Más ascensión al monte—Los negligentes, que pospusieron el arrepentimiento hasta la última hora—Belacqua.
Siempre que por deleite o por dolor, que a cualquiera de nuestras facultades prende, toda a él se concentra el alma sola, parece que a otro poder no atiende; y esto va contra el error que piensa que en nosotros un alma a otra se enciende.
Y de ahí que, si algo se oye o se ve que al alma la mantiene muy atenta, el tiempo pasa y no lo percibimos, porque una facultad es la que escucha, y otra la que el alma entera tiene; aquélla está como en prisión, y ésta libre.
De esto tuve experiencia positiva al escuchar y ver a aquel espíritu; pues cincuenta grados enteros se había alzado el sol, y yo no lo había notado, cuando llegamos a donde aquellas almas a una voz nos gritaron: «Aquí está lo que pedís».
Una apertura mayor suele cerrar el paso con tan solo un puñado de sus espinas el aldeano, en la época en que la uva oscurece, que la vereda por la que ascendimos tan solo mi Guía y yo detrás de él, después de que aquella compañía se apartó de nosotros.
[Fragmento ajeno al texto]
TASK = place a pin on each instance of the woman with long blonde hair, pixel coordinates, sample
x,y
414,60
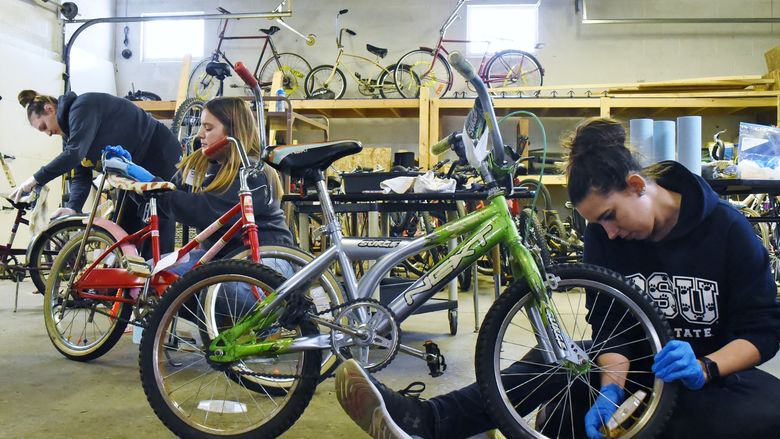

Se sube a San Leo y se desciende a Noli, y se escala la cima de Bismantova tan solo con los pies; mas aquí hay que volar; con las raudas alas y las plumas digo del gran deseo, tras aquel conducido que me dio esperanza y se hizo luz para mí.
Subimos por la roca hendida, y a cada lado el borde nos oprimía, y pies y manos exigía el suelo bajo nosotros. Cuando hubimos llegado al borde superior del alto banco, ya en la pendiente abierta, «Maestro mío», dije, «¿qué camino tomaremos?».